Low-temperature CD spectra indicate a shift in population to that conformer associated with a positive n-p* transition CD band. The hydrogen-bond donor solvents methanol and water favor a shift in population to the conformer producing a negative n-p* CD band.
Molecular mechanics minimization both in a vacuum and with the explicit inclusion of solvent water molecules was performed using the AMBER and CHARMM force fields. Theoretical CD spectra were calculated for the low energy conformations and Boltzmann averaged spectra were generated.
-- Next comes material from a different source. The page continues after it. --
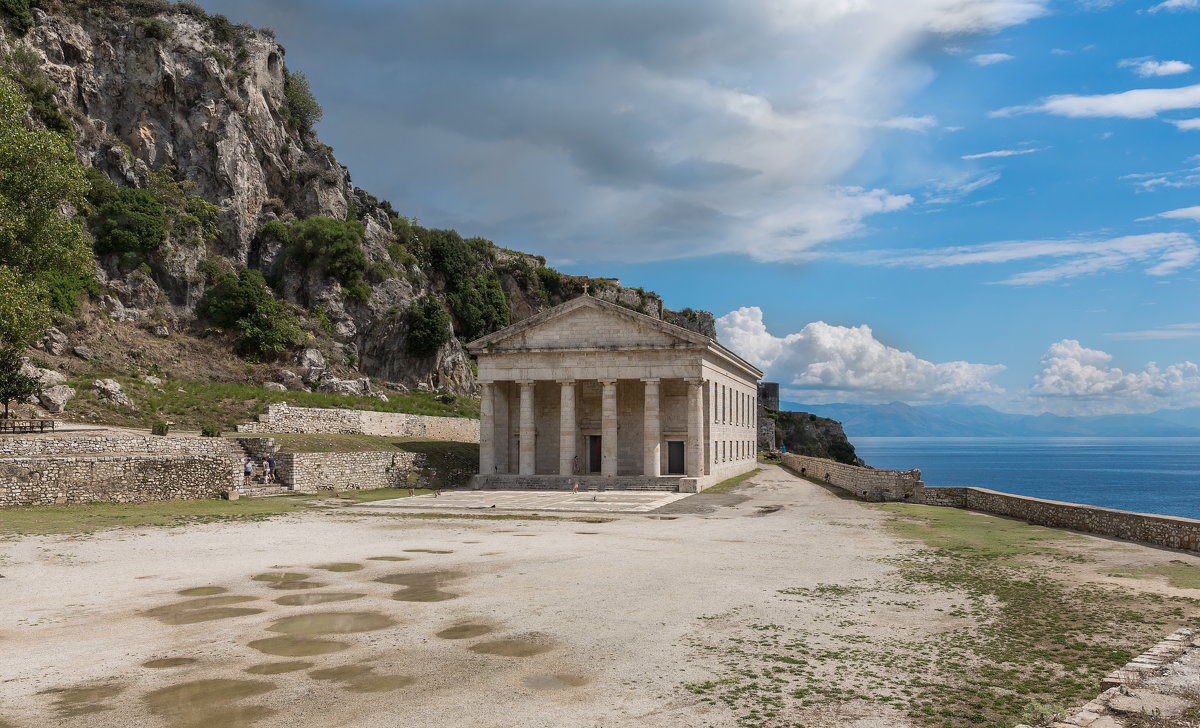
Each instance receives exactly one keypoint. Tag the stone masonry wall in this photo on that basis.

The theoretical CD spectrum of the AMBER vacuum force field predicts negative ellipticity in the region of the n-p* transition which is in contrast to experimental spectra in acetonitrile. The CHARMM theoretical spectrum also predicts negative ellipticity in this region. Theoretical spectra from solvated molecular mechanics calculations indicate a positive CD band due to the n-p* transition for both AMBER and CHARMM. This is in contrast to experimental spectra which indicate negative ellipticity due to the n-p* transition in polar, hydrogen-bond donor solvents.
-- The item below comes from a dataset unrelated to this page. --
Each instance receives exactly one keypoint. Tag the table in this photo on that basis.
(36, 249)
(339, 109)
Theoretical CD spectra were calculated with the n-p* transition energy assigned values of 220 and 225 nm. based on the conformation of the dipeptide. The CD spectra generated were based on the predicted molecular mechanics vacuum conformations, however they show qualitative agreement with experimental spectra from 210 through 250 nm. in hydrogen-bond donor solvents.
Molecular dynamics simulations were carried out on the dipeptide in vacuo at 300K and 143K, and with solvent water molecules included at 300K. The rate of conformational interchange at the two temperatures indicates an energy barrier to interchange which is consistent with molecular mechanics results.